Sequential discretisation schemes for a class of stochastic differential equations and their application to Bayesian filtering
Deniz Akyildiz, Dan Crisan, Joaquin Miguez
TL;DR
This work introduces a sequential predictor-corrector Euler discretisation for multivariate Itô SDEs, achieving weak order $1$ and enabling blockwise updates that scale to high-dimensional state spaces. It provides a rigorous convergence analysis showing that discretised laws $\pi_k^h$ converge to the true posterior laws $\pi_k$ as $h\to 0$, and demonstrates this in a continuous-discrete Bayesian filtering setting. When integrated into ensemble Kalman filters, the sequential scheme yields improved robustness and efficiency, allowing larger time steps and smaller ensembles in the stochastic Lorenz 96 model. The results indicate practical gains for high-dimensional data assimilation tasks and point to fruitful extensions to RK schemes, SPDEs, MLMC, and particle filtering. Overall, the paper combines theoretical guarantees with empirical improvements, advancing time discretisation and filtering for complex stochastic systems.
Abstract
We introduce a predictor-corrector discretisation scheme for the numerical integration of a class of stochastic differential equations and prove that it converges with weak order 1.0. The key feature of the new scheme is that it builds up sequentially (and recursively) in the dimension of the state space of the solution, hence making it suitable for approximations of high-dimensional state space models.
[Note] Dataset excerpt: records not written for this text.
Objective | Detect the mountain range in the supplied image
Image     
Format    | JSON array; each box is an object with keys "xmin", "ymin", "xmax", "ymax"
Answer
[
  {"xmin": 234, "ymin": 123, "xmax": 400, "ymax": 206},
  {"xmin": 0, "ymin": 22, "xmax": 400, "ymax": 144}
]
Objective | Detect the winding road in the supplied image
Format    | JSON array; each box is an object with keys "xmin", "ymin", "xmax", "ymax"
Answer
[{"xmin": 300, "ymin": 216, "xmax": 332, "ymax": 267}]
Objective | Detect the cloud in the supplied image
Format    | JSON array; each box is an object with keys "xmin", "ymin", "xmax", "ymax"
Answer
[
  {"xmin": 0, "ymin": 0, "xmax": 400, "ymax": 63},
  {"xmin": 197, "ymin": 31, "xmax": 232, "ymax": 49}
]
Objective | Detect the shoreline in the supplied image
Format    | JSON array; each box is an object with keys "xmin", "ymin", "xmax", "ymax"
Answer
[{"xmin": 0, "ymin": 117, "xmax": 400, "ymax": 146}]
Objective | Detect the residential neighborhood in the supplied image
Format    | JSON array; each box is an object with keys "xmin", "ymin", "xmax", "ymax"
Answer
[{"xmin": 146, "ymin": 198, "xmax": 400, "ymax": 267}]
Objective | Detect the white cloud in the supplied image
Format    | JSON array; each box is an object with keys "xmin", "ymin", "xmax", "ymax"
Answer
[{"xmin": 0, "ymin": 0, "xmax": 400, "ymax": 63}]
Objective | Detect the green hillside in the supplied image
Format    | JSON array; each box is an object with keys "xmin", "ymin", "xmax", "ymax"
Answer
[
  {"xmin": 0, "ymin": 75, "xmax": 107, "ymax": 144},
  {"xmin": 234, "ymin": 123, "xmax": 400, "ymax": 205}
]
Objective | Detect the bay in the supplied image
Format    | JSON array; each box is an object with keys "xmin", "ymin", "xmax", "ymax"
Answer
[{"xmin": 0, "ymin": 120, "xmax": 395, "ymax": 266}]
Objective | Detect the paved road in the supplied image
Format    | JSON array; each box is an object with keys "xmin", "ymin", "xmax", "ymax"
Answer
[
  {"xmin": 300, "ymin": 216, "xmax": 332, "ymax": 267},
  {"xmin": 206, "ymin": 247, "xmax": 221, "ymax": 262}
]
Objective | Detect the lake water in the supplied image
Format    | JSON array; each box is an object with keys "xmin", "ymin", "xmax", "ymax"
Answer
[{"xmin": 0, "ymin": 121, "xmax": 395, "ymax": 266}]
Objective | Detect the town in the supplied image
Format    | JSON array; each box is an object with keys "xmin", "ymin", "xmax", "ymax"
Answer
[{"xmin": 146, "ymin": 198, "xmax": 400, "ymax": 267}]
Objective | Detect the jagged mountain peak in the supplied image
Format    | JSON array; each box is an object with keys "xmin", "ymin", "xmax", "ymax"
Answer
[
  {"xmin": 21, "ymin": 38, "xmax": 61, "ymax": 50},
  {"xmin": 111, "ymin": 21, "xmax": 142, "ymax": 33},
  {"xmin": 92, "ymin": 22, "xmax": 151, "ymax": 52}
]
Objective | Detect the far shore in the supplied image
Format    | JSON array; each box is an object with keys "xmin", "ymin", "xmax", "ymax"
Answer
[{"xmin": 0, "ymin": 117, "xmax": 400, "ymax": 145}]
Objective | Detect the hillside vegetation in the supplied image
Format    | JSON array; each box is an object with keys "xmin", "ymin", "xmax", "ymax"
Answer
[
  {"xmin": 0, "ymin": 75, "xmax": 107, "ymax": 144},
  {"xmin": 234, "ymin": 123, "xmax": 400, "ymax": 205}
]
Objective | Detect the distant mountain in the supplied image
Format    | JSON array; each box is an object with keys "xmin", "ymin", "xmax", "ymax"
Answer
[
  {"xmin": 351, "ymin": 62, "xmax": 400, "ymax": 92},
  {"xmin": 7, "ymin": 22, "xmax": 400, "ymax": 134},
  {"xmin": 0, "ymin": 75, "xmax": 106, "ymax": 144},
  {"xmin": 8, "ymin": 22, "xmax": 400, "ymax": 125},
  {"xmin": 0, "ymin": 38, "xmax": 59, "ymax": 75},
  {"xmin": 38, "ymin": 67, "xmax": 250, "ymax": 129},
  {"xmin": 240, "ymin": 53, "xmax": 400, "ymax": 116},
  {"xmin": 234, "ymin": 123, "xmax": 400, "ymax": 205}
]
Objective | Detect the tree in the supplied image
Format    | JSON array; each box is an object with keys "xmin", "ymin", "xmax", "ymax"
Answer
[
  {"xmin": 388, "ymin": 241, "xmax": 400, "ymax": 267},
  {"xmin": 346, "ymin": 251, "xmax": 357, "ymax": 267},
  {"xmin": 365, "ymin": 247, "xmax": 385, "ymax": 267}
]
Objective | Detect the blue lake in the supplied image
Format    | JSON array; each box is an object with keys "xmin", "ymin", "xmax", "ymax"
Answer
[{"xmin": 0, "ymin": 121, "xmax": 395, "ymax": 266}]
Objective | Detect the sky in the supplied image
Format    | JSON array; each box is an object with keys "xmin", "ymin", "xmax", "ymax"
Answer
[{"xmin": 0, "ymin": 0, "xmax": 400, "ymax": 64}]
We show, using the stochastic Lorenz 96 system as a test model, that the proposed method can operate with larger time steps than the standard Euler-Maruyama scheme and, therefore, generate valid approximations with a smaller computational cost. We also introduce the theoretical analysis of the error incurred by the new predictor-corrector scheme when used as a building block for discrete-time Bayesian filters for continuous-time systems. Finally, we assess the performance of several ensemble Kalman filters that incorporate the proposed sequential predictor-corrector Euler scheme and the standard Euler-Maruyama method. The numerical experiments show that the filters employing the new sequential scheme can operate with larger time steps, smaller Monte Carlo ensembles and noisier systems.